Several resources are available to help colleges and universities reduce the rate of suicidal behavior and prevent suicide:

  • JED Campus is JED’s nationwide initiative designed to guide schools through a collaborative process of comprehensive systems, program, and policy development with customized support to build upon existing student mental health, substance abuse, and suicide prevention efforts. JED Campus schools embark on a multi-year strategic partnership with JED to assess and enhance the work that is already being done and also create positive, lasting, systemic change in the campus community.

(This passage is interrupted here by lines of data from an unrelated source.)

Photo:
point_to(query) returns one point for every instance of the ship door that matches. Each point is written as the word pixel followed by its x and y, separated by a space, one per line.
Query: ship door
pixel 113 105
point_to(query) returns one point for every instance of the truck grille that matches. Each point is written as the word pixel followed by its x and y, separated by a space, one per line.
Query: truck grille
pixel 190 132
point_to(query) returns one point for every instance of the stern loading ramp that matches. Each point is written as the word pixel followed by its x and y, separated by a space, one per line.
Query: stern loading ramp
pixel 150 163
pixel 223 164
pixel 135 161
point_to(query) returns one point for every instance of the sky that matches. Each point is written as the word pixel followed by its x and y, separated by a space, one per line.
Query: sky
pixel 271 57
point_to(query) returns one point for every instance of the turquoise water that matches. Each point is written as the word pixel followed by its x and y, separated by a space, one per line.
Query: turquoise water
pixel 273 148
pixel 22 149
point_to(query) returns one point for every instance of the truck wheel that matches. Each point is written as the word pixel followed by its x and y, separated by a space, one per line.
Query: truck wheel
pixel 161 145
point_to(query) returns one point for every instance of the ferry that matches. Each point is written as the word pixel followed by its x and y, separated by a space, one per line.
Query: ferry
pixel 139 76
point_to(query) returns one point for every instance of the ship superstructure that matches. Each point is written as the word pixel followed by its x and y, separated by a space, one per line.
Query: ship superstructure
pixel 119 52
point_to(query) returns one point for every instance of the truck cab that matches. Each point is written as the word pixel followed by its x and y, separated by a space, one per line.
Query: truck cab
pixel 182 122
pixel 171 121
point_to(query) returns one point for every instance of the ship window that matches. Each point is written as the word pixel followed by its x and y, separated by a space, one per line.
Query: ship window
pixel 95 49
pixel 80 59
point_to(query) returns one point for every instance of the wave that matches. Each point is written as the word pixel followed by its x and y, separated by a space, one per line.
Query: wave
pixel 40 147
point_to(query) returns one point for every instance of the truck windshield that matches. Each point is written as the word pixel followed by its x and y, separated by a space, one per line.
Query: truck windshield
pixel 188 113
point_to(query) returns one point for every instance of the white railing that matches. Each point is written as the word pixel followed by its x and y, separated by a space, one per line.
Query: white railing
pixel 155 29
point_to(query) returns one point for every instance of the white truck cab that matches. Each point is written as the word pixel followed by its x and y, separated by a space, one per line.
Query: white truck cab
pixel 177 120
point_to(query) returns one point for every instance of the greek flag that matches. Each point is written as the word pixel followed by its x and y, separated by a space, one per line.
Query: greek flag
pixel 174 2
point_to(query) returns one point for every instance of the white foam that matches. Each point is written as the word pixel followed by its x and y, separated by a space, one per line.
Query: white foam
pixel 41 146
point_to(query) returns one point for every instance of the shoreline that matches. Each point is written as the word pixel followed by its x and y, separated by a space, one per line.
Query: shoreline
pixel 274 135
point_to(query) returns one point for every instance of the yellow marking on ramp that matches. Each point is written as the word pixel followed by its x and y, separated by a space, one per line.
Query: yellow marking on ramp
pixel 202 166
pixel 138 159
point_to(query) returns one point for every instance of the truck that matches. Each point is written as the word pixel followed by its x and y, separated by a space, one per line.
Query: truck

  • SAMHSA’s Suicide Prevention web pages provides valuable information and resources, including screening and assessment tools, a list of warning signs of suicidal behavior, an early intervention plan, prevention programs, and other tools specifically for schools and campuses.
  • JED and SAMHSA jointly presented a free webinar (video) on our current understanding of suicide clusters on college campuses and in other settings. Experts in suicide prevention and college mental health discuss the epidemiology and demographics of suicide clusters; what we know about settings in which clusters are more likely to occur; and how to reduce the risk of contagion through effective communication, intervention, and postvention on and off campus.